DentonGentry · 2020-09-07T22:39:00Z

solution/healthandeducation/__init__.py

+THISDIR = pathlib.Path(__file__).parents[0]
+
+name = 'Health and Education - Electricity Cluster'
+# solution_category = ac.SOLUTION_CATEGORY.REDUCTION #TODO: Confirm this is a reduction solution


I think Health and Education, like the other special solutions for Food Waste and Plant Rich Diet and so on, is neither a Reduction, Replacement, or Land Use solution. It is its own thing. We might want to add a SOLUTION_CATEGORY of SPECIAL to cover it.

If we find that each should be its own SOLUTION_CATEGORY we can add more.

It is a reduction solution. It has a direct impact on the functional demand of... everything.
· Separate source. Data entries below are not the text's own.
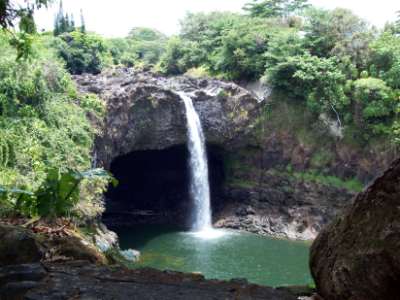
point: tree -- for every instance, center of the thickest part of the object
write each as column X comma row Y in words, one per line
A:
column 317, row 81
column 147, row 44
column 82, row 53
column 11, row 11
column 63, row 22
column 385, row 58
column 83, row 24
column 374, row 105
column 338, row 33
column 275, row 8
column 230, row 45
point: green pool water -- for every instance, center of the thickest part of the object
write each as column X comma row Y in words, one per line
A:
column 259, row 259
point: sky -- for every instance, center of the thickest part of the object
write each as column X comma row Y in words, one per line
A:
column 116, row 17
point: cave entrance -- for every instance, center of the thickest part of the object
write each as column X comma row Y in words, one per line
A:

If I were to uncomment this line, are there any technical reasons REDUCTION would be incompatible with health & education?
I'm unfamiliar with the advanced_controls.py module, but I don't see SOLUTION_CATEGORY mentioned much in that script, so I think it would be safe to leave as REDUCTION.

It would be safe to leave as REDUCTION. I'd expected to have these be their own special category, but it doesn't have to.

DentonGentry · 2020-09-07T22:46:04Z

solution/healthandeducation/__init__.py

+
+ # Population scenarios
+ # Population_Tables!C2:L49
+ self.ref1_population = pd.DataFrame(ref1_population_list[1:],


For unit tests in solution/health_and_education/tests, it would absolutely make sense to have things like ref1_population_list embedded in the solution/health_and_education/tests/something_test.py file. The list would most likely hold data which originated in the Excel file and is being used for a test.

For this actual solution file, I don't think embedding the data in the __init__.py file in the form of a ref1_population_list is a good idea. Our UI and workflows for researchers to add or adjust data will expect to be able to write out data files, not Python files. Recommend that these be added as CSV files in solution/health_and_education/data, and read them in using pd.read_csv().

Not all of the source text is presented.